Analyst Warns Copper Could Follow Silver's Parabolic Breakout Pattern

Feb 19, 2026, 12:21 a.m. 1 sources neutral

Key takeaways:

  • A copper breakout above $6.40 could trigger a rapid, multi-year trend acceleration similar to silver's historical pattern.
  • Persistent high open interest in silver suggests recent selling was driven by new shorts, creating potential for a sharp short squeeze rebound.
  • Traders should monitor copper's $5.55 support; a hold there maintains the bullish channel structure for a potential parabolic move.

Analyst Bluntz is warning that copper may be setting up for a surprise rally similar to the parabolic breakout silver experienced in late 2025 and early 2026. In his chart comparison, Bluntz shows a familiar pattern: a long, grinding upward channel that appears boring for years until it suddenly breaks into a rapid acceleration phase.

Silver's breakout serves as the playbook.

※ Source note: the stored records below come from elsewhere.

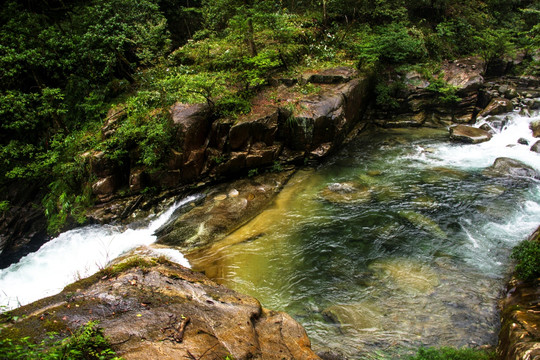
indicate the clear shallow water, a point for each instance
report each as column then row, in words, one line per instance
column 415, row 255
column 399, row 241
column 77, row 254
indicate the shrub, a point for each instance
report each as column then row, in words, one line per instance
column 527, row 256
column 87, row 343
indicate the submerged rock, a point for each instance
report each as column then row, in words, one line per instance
column 510, row 167
column 423, row 222
column 358, row 316
column 409, row 275
column 154, row 309
column 468, row 134
column 346, row 192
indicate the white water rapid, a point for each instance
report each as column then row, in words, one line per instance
column 74, row 255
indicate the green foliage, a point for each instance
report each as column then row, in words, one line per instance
column 492, row 43
column 391, row 44
column 527, row 256
column 446, row 92
column 87, row 343
column 446, row 353
column 257, row 67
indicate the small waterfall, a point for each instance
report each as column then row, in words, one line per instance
column 77, row 254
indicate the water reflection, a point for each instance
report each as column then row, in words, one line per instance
column 391, row 245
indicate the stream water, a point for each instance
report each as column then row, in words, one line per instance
column 399, row 241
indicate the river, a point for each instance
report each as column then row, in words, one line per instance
column 400, row 240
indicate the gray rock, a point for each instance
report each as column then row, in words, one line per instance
column 510, row 167
column 523, row 141
column 468, row 134
column 536, row 147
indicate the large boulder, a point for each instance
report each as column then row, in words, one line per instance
column 510, row 167
column 468, row 134
column 155, row 309
column 519, row 337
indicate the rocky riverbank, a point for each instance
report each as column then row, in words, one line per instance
column 519, row 338
column 154, row 309
column 290, row 130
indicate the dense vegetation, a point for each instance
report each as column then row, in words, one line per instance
column 69, row 68
column 446, row 353
column 527, row 256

On the silver chart, the rising channel lasted approximately 3 years (about 1,135 days). The breakout occurred when silver cleared the upper channel band in the low-to-mid $30s. From that breakout zone, silver eventually surged into the $115-120 area before pulling back, representing a roughly 3x–4x move. The steepest part of the run happened in a relatively short window once the channel was breached, illustrating Bluntz's point about being "6 months early vs 1 day late."

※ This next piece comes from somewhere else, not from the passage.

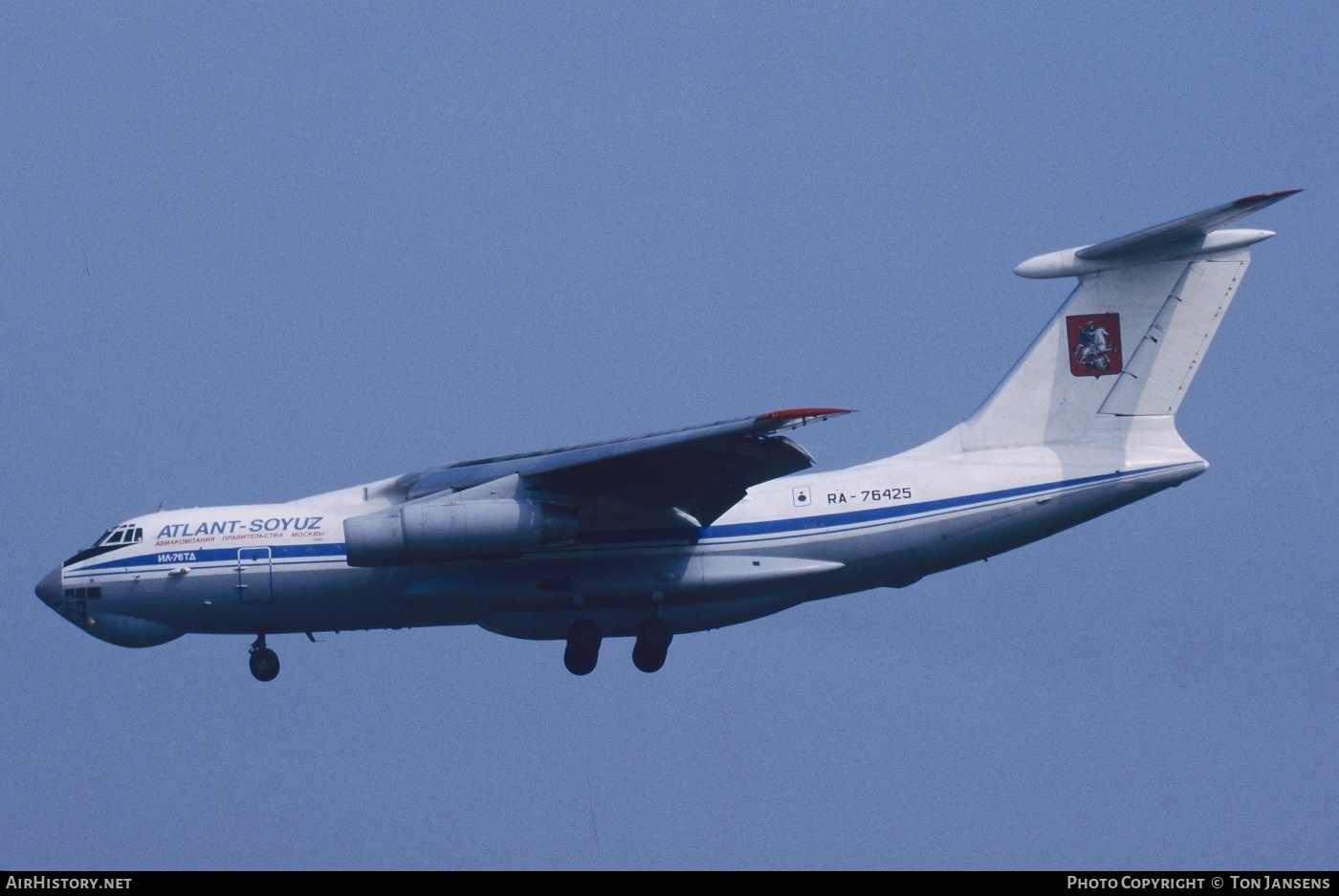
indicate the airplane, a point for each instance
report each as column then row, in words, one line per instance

Copper is currently testing key levels. Copper is trading around $5.73, hovering near the upper channel boundary. Key support levels to watch are $5.55–$5.60 (recent consolidation zone), $5.20–$5.30 (deeper channel support), and the psychological $5.00 level. Resistance and breakout trigger levels are $5.95–$6.10 (first test zone) and $6.20–$6.40 (real confirmation band for a clean channel escape).

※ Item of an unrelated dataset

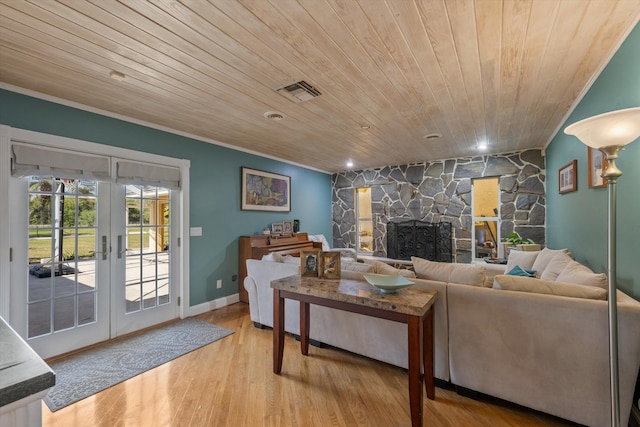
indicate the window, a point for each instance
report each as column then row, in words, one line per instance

If the breakout confirms, Bluntz claims "it will double fast." From around $5.70, a clean doubling implies a target of approximately $11–$12, mirroring silver's behavior of a long grind followed by an acceleration leg that ignores "fair value" for a period.

In related market analysis, another analyst, Ted Darret, provides insight into a recent sharp drop in the silver price. Darret argues that the decline may be a bear trap rather than a true liquidation crash. His reasoning centers on open interest data: while the silver price dumped hard, open interest only dropped around 20%, meaning most long positions remain open underwater.

This creates a tense positioning fight. Darret explains that in a true washout, open interest falls sharply as longs panic and close positions. The current scenario, with high open interest persisting, suggests selling pressure may have come from new shorts piling in near lows rather than longs capitulating. This sets up a potential short squeeze. A small bounce could trigger forced covering from late shorts, leading to a sharp, V-shaped recovery. Darret's view is that silver may see short-term flushing around $73–$74, but a rebound toward $85 or higher is possible if shorts start covering.